Other potential markers have been evaluated for use in indeterminate thyroid nodules, with some yielded encouraging preliminary results. Assessment of the cell surface glycoprotein galectin-3 by immunohistochemistry in two multicenter studies has shown the potential for clinical utility.31,32 In the most recent, Bartolazzi et al.32 evaluated 465 nodules with indeterminate cytology, finding a PPV and NPV for galectin-3 expression of 82 % and 91 %, respectively. Evaluation of a 4-microRNA prolife differentially expressed in thyroid cancers compared with benign nodules showed a diagnostic accuracy as high as 90 % in the research setting,33 but demonstration of diagnostic accuracy and utility in large, prospective, validation studies has not yet been performed.34 The 17-mutation panel (provided by some academic institutions or commercially marketed as miRInform™ Thyroid by Asuragen, Inc.) has more recently demonstrated inferior performance compared with original reports, although next-generation sequencing for a larger set of mutations has been proposed as a next step.17,35 Several have reasoned that combining mutational testing with Afirma GEC would provide ideal NPV and PPV performance. However, Kloos et al.36 demonstrated that the additional determination of BRAF mutational status did not improve test sensitivity or specificity when added to the Afirma GEC. This was primarily because all BRAF mutation positive specimens were already classified by Afirma GEC as ‘suspicious’.

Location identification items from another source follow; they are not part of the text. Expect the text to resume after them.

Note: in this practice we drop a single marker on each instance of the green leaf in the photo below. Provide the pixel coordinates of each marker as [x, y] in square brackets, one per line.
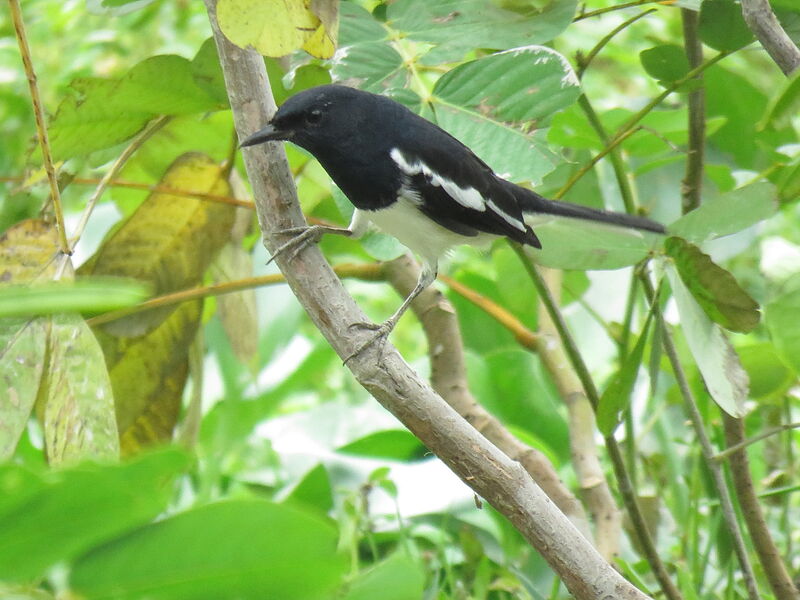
[115, 7]
[728, 213]
[769, 374]
[586, 245]
[365, 56]
[714, 288]
[784, 104]
[499, 85]
[234, 549]
[393, 444]
[395, 578]
[61, 514]
[722, 25]
[95, 294]
[617, 396]
[781, 317]
[665, 62]
[22, 361]
[455, 27]
[89, 119]
[719, 364]
[76, 402]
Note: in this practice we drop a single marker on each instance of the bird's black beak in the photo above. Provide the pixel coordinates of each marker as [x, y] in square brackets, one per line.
[269, 134]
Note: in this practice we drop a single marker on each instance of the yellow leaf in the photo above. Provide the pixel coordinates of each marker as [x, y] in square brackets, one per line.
[279, 27]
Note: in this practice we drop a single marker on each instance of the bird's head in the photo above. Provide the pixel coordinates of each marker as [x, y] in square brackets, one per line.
[320, 117]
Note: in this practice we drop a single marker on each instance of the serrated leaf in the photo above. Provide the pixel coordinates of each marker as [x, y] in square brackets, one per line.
[224, 558]
[728, 213]
[715, 289]
[280, 28]
[75, 403]
[59, 515]
[170, 240]
[148, 375]
[455, 27]
[617, 396]
[665, 62]
[499, 85]
[722, 25]
[718, 362]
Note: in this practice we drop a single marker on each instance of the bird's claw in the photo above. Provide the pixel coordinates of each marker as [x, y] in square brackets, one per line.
[381, 334]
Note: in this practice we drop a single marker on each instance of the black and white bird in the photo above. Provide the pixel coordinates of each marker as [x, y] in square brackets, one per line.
[411, 179]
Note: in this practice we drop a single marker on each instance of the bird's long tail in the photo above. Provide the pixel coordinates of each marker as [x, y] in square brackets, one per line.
[531, 202]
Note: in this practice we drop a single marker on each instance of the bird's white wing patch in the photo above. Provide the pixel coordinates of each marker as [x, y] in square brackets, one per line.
[467, 197]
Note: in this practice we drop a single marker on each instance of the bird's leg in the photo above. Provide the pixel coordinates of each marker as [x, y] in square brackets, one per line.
[303, 236]
[382, 331]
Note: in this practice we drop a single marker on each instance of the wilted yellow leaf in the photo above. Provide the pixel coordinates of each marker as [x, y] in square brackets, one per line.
[280, 27]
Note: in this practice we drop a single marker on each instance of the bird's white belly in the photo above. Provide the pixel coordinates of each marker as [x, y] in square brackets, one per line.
[417, 232]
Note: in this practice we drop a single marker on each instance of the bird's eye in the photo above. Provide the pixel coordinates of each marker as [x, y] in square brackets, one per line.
[313, 117]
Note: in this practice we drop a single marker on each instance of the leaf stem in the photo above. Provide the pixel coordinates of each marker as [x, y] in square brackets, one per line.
[41, 126]
[623, 480]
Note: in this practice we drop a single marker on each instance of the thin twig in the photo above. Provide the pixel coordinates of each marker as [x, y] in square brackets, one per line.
[147, 187]
[726, 502]
[583, 62]
[41, 126]
[608, 9]
[764, 24]
[129, 151]
[623, 480]
[594, 160]
[692, 184]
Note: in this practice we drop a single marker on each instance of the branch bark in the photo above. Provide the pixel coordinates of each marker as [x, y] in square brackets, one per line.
[582, 427]
[774, 568]
[764, 24]
[489, 472]
[449, 379]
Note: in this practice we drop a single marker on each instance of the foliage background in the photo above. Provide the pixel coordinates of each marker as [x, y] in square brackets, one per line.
[282, 420]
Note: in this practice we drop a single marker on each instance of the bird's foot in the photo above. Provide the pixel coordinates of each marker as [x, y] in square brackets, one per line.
[380, 336]
[302, 237]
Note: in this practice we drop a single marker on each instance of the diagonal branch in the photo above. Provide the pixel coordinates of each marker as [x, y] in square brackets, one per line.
[487, 470]
[764, 24]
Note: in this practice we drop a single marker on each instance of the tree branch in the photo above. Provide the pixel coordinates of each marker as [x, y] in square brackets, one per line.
[488, 471]
[449, 379]
[774, 568]
[692, 184]
[764, 24]
[582, 427]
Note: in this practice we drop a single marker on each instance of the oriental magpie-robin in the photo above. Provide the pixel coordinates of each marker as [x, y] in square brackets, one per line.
[412, 179]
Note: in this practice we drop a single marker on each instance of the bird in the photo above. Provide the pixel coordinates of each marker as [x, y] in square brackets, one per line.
[412, 180]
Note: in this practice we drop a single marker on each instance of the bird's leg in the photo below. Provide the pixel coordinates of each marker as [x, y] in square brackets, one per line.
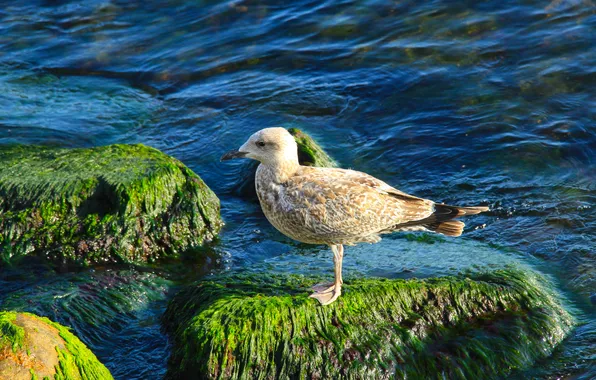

In a short amount of time, molecular testing of thyroid nodule aspirates has dramatically changed the management of indeterminate thyroid nodules. Though sonographic, cytologic, and clinical assessment must still be performed, their limitations and imprecisions have made molecular testing particularly attractive. Results thus far indicate that molecular testing with the Afirma GEC significantly effects clinical decision-making and limits unnecessary surgical intervention in many patients. The application of the Afirma GEC to more diverse practice settings, along with increased experience and longer patient follow-up, will continue to document its clinical impact. Given the unique strengths of different molecular testing methods, combination testing with different and multiple molecular markers warrants further study. Clinician judgment remains paramount, though molecular diagnostic tests have now become a key adjunct to the existing clinical, biochemical, radiologic, and cytologic assessments for most indeterminate thyroid nodules.